The ultimate style of the player will dictate which type of movement patterns he or she should use. Close to the table blockers will use many one-step movements or small jump steps. Strong loop players will inevitably use the cross-step to reach the wide ball (pivoting on the left foot for a RH player) and defenders should train at moving in and out. However with the modern game both close and deep, movements which retain a square position are preferable. Movement is one of the most critical parts of any young player’s development and yet very few countries in Europe work constructively with footwork patterns at an early age. It is particularly important that you establish a pattern with a young player that can grow with the player, (can a sidestep pattern be easily developed into a cross-step?). It is also a priority in the ‘modern’ game, where we have limited time that footwork is economical, one big step is preferable to many small ones.

Among the world’s elite (especially the Asian players) the FH is still the dominant stroke and many men players will still move more in order to bring this wing into play. (Among the top European men because of the increase in the basic minimal speed many now use the BH from the middle or even from the FH side against the serve.

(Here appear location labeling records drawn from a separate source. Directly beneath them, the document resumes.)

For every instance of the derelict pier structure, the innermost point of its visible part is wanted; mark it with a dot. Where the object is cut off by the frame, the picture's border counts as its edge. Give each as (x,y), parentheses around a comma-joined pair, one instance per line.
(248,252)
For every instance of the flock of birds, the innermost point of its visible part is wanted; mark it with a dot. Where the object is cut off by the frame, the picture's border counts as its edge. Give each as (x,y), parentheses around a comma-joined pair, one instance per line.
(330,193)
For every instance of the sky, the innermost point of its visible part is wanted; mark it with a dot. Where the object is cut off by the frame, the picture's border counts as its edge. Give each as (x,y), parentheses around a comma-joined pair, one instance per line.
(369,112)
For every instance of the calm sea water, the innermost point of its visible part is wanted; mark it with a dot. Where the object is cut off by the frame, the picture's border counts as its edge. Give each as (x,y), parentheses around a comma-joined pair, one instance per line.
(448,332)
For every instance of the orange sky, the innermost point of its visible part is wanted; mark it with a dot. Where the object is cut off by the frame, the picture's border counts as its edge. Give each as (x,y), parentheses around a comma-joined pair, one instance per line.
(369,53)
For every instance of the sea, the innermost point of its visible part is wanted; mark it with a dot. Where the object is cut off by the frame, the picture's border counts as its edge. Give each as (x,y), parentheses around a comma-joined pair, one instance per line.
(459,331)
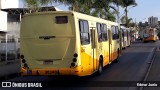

It will be interesting to see if this tactic, which has been common amongst the women for many years, will become the norm in the men’s game).

Perhaps here a warning should be issued to women trying to use the FH over the whole table as some top men do. The women’s game is rather faster as they stand closer to the table, hit the ball earlier and flatter. Often they have less time to move and to react between shots. Also overall their physical capabilities can be reckoned as between 15 – 30% lower than the male. These factors can make the difference between success and failure at top level when women try to emulate the men.

For a top player to execute strong topspin from FH and BH corners with FH and BH consecutively takes around 0.6 of a second. However to do the same with just the FH wing will take almost 1.0 second. This is quite a big time difference at top level. FH play over the whole table is also asymmetrical (by this we mean one-sided and unbalanced movement). Symmetrical play is clearly superior from the point of view of economy of movement, the only downside being that the BH topspin is generally less powerful than the FH.

A change to more symmetrical play requires that the BH topspin be of the same quality as the FH. This can be achieved by use of what we call the tennis BH. Here with a quarter rotation backwards, taking the ball off the left hip, leading with the right elbow and using good rotation and very fast forearm action, the stroke can be upgraded to a similar power and speed as the FH. Certainly in the future it is becoming obvious that in the light of the speed of the modern game, play will become more and more ‘symmetrical’ and that this will be the way forward.